Was that really Whitney Houston in the film?

Jenifer: Bobby was doing the film and I think he talked Whitney into doing it as well. Whitney and I go back to when we did "The Preacher's wife" and we had a really good relationship. So I asked her to make a little cameo and both of them were very professional.

How did he get a producer credit as well?

Jenifer: Sometimes if you have a name and he does have a name, you can pull strings and that's the bottom line. Your name will bring people to the box office.

Do you think it will at this point?

Jenifer: I think some people will pick that up if they see Bobby Brown and Whitney. People want to see them. Good or bad, people want to see them. America has a relationship with Bobby and Whitney.

What does having a credit really mean?

Jenifer: It means that you contributed to the producing of the film. Producing the product. Without Bobby there would have been no Whitney. What if Whitney was at her top, and we brought in a name like Whitney Houston, it would sell. The Preacher's Wife did. Come on, she's Whitney Houston and he's Bobby Brown.

What made you decide to do it?

Jenifer: Well, when I got it, it was a good script.
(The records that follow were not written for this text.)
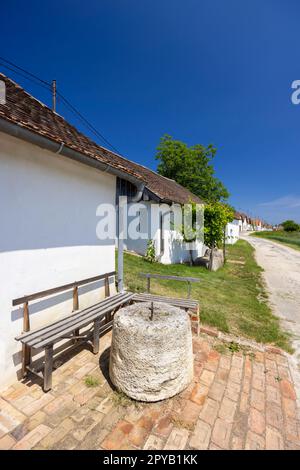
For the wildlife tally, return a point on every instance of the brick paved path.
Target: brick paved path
(240, 400)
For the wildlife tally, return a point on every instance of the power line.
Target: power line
(30, 76)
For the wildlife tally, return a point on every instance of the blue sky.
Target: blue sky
(203, 71)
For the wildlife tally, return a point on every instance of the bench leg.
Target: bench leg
(96, 334)
(48, 368)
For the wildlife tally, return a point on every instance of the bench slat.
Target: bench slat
(54, 336)
(62, 327)
(70, 318)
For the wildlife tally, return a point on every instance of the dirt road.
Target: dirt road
(281, 266)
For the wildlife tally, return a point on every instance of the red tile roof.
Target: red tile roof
(26, 111)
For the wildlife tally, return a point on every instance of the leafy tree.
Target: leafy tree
(191, 167)
(290, 226)
(216, 217)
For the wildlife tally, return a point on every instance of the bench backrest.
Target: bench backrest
(189, 280)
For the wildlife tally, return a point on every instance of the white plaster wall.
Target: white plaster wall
(232, 232)
(47, 238)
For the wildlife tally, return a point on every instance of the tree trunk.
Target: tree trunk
(224, 245)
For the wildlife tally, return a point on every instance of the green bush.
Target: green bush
(290, 226)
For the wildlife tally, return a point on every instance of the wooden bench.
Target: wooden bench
(98, 315)
(189, 305)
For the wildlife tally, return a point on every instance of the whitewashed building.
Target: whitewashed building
(233, 229)
(158, 218)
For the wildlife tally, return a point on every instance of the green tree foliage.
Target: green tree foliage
(216, 217)
(191, 167)
(290, 226)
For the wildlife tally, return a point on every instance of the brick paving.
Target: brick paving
(238, 400)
It was cute. Look, it's a little movie with heart. I had not starred in an independent film and it's about a woman who owned a hair salon. Why not?

Was it always intended for straight to video or did it have plans for a theater run?
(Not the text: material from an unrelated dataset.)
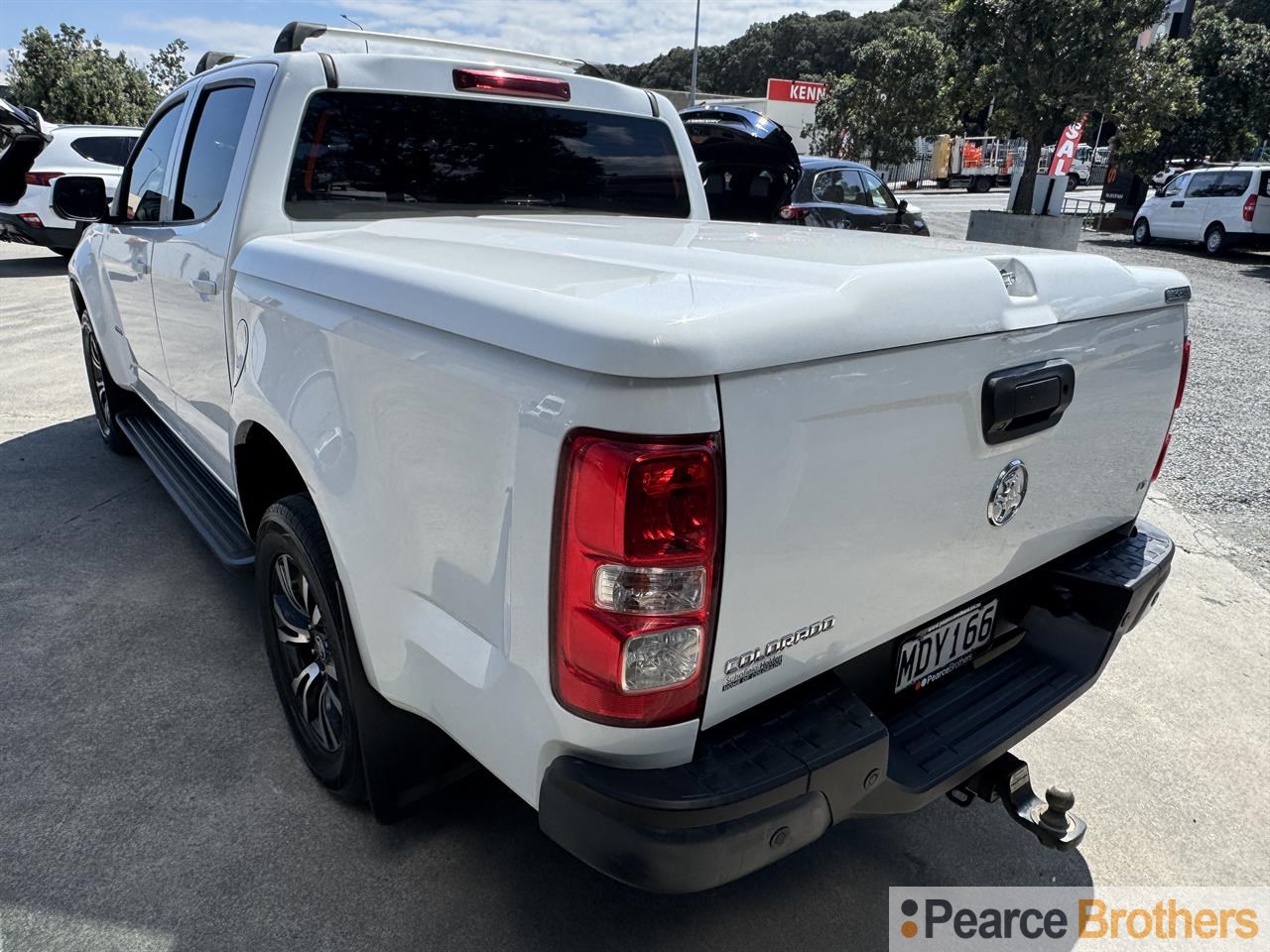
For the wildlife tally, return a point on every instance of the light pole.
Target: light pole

Jenifer: We never knew where it was going to go. You never know when you start a project just how good it can be. You never know at the beginning. Like I said before, I didn't know we would shoot for twelve days.

What was the budget for the film?

Jenifer: I don't know. I think $1.2 million.

With so many "Beauty Shop" themed films coming out, how important is it to be out the gate film first?

Jenifer: It's great. You don't know what the others are going to be. I have no idea. I was just as shock as anyone when I saw that write-up in Time magazine about Monique, Latifah, and myself. I thought it was wonderful because I never thought this would be a big box office hit anywhere. This is an independent film. I thought this would be fun to do on my hiatus and something constructive. I care about the characters in this movie. There are a lot of people you feel for in this movie.

Do you think beauty shops around the world are the cultural centerpieces in the community like they once were?

Tatyana: I think there are some that are.

Jenifer: I do. I still go to a salon where a gal does my hair, and I don't know if it's because I'm a celebrity but by the time I leave there, we are eating chicken and talking and screaming. It's still there. You are a black goddess when you come out the salon.

What sort of advice would you give to young girls coming up in this business?

Jenifer: Love it. That's very simple to me. If you don't love it, don't touch it. If you just want to be a star, go away. You have to be a star to be in this business. And I'm not talking being a "star". If you want to succeed, love what you do. If you can find something you love, go for it everyday of your life, and it would be really good to you. I believe that. That's no recipe, but it's certainly a main ingredient.

What's next?

Jenifer: "The Cookout" comes out on Labor Day. I'm starting my sixth season on "Strong Medicine" and "Shark's Tale" with Will Smith. I'm playing a Motown turtle.

Tatyana: I'm doing a play at the second theater, a musical and I'm working on my second album. The musical follows the Mamma Mia concept. It's my first L.A theater project so I don't know who else is involved. It started 2 weeks ago.